Continue to improve on the basis of 3.2:
- General learning with optim package_ Rate is 1e-4
- Define optimizer and optimize with Adam
- The whole part of parameter update can be optimized with one sentence Instead of step (), it means that all parameters are updated in one step
- With optimizer zero_ Grad() clears the gradient
import torch.nn as nn #Various methods of defining neural network N, D_in, H, D_out = 64, 1000, 100, 10 #64 training data (just a batch).

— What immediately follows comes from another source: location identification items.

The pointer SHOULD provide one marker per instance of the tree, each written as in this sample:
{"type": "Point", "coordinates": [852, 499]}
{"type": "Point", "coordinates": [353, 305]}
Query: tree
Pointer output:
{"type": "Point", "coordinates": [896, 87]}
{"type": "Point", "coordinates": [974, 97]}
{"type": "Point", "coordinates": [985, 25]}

The input is 1000 dimensions, the hidden is 100 dimensions and the output is 10 dimensions '''Randomly create some training data''' X = torch.randn(N, D_in) y = torch.randn(N, D_out) model = torch.nn.Sequential( torch.nn.Linear(D_in, H, bias=True), # W1 * X + b, default True torch.nn.ReLU(), torch.nn.Linear(H, D_out) ) # torch.nn.init.normal_(model[0].weight) # torch.nn.init.normal_(model[2].weight) # model = model.cuda() #This is the case with GPU loss_fn = nn.MSELoss(reduction='sum') learning_rate = 1e-4 optimizer = torch.optim.Adam(model.parameters(), lr=learning_rate) for t in range(500): #Do 500 iterations '''Forward propagation( forward pass)''' y_hat = model(X) # model.forward(), N * D_out '''Calculation loss function( compute loss)''' loss = loss_fn(y_hat, y) #Mean square error, ignoring ÷ N, loss is a calculation graph print(t, loss.item()) #Print loss per iteration optimizer.zero_grad() #Clear the gradient before deriving '''Backward propagation( backward pass)''' loss.backward() '''Parameter update( update weights of W1 and W2)''' optimizer.step() #Update all parameters in one step
0 677.295166015625 1 660.0888061523438 2 643.3673095703125 3 627.08642578125 4 611.1599731445312 5 595.6091918945312 6 580.5427856445312 7 565.9138793945312 8 551.620849609375 9 537.651123046875 ... 490 9.944045586962602e-09 491 9.147494317574001e-09 492 8.492017755656889e-09 493 7.793811818146423e-09 494 7.225093412444039e-09 495 6.644597760896431e-09 496 6.126881668677697e-09 497 5.687876836191208e-09 498 5.240272660245182e-09 499 4.8260742069317075e-09
Here you need to comment out the standardized part, otherwise the update will be very bad. (this is very strange. The learning_rate and optimization method will change again, and may need to be standardized again)
3.4 self defined model
Usually from torch nn. Module inherits the new model.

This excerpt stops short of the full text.